Siratro (Macroptilium atropurpureum) cv. Siratro was one of the first tropical legumes released for commercial use in the 1960s.  It initially showed great promise in experiments and commercial sowings.  Early research showed it was unproductive under heavy grazing, but after some 15 years there was increasing concern about its persistence, even under light to moderate grazing pressure.  Commercial usage subsequently declined markedly although siratro, usually as cv.

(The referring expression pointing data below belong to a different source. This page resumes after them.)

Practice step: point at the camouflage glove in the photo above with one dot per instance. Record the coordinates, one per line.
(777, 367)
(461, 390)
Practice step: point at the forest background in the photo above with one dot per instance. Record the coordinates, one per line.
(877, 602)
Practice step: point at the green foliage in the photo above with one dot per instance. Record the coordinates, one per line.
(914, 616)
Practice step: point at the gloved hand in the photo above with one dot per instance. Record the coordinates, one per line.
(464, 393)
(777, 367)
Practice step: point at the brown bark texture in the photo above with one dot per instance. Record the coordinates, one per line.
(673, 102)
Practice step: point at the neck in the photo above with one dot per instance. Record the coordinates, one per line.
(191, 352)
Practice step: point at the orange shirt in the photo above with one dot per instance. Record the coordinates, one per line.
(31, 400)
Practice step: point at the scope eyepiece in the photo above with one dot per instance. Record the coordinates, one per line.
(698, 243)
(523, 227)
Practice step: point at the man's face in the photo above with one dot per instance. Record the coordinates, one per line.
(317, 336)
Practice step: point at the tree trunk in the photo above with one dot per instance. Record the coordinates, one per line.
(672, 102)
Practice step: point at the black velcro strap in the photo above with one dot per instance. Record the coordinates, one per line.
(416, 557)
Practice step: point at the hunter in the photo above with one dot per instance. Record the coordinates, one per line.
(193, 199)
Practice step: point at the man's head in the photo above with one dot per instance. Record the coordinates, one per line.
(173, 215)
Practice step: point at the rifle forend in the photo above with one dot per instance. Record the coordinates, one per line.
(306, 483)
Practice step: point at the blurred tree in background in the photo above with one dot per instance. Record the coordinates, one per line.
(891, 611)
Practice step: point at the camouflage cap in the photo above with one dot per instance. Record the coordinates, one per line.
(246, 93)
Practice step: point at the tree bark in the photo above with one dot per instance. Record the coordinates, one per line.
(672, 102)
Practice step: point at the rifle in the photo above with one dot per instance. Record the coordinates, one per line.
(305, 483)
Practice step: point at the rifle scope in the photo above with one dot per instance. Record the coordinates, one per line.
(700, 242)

Aztec, is still sown to a very limited extent.  This paper examines some reasons for this decline and then discusses some implications for research into improving tropical pastures through the use of legumes.  In general, early pasture research, such as that on Siratro, failed to recognize that original plants of herbaceous legumes had a limited life span and that, for long-term persistence, new plants had to develop through vegetative or sexual reproduction.  However, many studies over a 20-year time span showed that, although Siratro could form new plants, in most cases these replacements were insufficient to maintain an adequate plant density in the long term.  Data on stolon density, plant longevity, soil seed banks and seedling survival, under different rainfall regimes and stocking rates, are presented to illustrate this.  The major limitation was that soil seed banks were generally inadequate to ensure persistence, especially through a period of drier years, when there would be little or no seed set and possibly the death of all seedlings, which emerged from isolated falls of rain.  Autumn spelling of pastures to enhance seed set improved persistence, but not reliably enough to be of widespread practical use.  The major implication is that evaluation studies failed to adequately recognize the need for introduced legumes to form new plants after the original ones died.  This has implications for future experiments, in terms of: duration; the management regime(s) imposed; the measurements or observations taken; and the need for a more ecological approach in evaluation.